On the transport mechanism of energy-coupling factor transporters

Energy-coupling factor (ECF) transporters are membrane proteins that mediate the uptake of vitamins in prokaryotes, among which many pathogenic bacteria. However, ECF transporters have not been identified in humans. This thesis focusses on substrate binding of vitamins to the substrate binding domain (S-component) of these transporters, and the subsequent transport carried out by the complete ECF transporter.

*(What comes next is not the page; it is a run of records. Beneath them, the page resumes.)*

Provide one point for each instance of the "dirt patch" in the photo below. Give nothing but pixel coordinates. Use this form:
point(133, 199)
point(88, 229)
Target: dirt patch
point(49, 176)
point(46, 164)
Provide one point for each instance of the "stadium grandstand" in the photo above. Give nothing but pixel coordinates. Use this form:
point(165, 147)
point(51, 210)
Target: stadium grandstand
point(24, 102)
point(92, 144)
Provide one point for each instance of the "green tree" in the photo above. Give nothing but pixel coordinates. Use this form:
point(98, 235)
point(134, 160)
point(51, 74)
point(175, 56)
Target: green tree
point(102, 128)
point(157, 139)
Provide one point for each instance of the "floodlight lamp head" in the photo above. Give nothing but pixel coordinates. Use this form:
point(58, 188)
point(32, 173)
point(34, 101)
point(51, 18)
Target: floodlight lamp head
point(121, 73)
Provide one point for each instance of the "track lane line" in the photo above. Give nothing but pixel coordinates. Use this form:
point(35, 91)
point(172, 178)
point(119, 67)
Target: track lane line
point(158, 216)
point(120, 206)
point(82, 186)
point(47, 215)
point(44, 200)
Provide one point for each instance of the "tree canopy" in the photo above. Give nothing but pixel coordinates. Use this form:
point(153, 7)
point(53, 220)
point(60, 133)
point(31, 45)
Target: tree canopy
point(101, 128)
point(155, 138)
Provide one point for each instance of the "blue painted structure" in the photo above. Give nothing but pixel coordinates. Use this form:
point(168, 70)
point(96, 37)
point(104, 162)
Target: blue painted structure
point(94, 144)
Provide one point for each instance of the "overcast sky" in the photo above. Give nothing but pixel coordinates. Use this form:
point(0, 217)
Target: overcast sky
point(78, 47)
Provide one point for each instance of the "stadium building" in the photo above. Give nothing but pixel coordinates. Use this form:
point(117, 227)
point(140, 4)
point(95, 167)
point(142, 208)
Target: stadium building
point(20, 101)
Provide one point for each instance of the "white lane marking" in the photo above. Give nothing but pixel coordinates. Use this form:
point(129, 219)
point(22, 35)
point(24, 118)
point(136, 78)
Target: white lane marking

In the first part of the thesis, the method of structural-based design of thiamin derivatives was used to get more insight in which functional groups of thiamin (vitamin B1) and which residues of the thiamine-specific S-component ThiT are important for the strong binding of thiamine to ThiT. The second part starts with a new working model of the transport mechanism of ECF transporters, which was proposed after solving two crystal structures of the ECF transporter for folate (vitamin B11) and one of its S-component in the folate-bound state. Subsequently, an updated version of the working model is presented after obtaining data on the dissociation of the S-component from the transporter complex. Finally, the identification of an inhibitor of the ECF transporters from the organism Lactobacillus delbrueckii is described. This inhibitor could lock the ECF transporters in a certain state of the transport cycle, what could result in more insight in the transport mechanism of the ECF transporters, but what could also be a first step in the development of a new type of antibiotics against pathogenic bacteria that rely on ECF transporters for their vitamin uptake.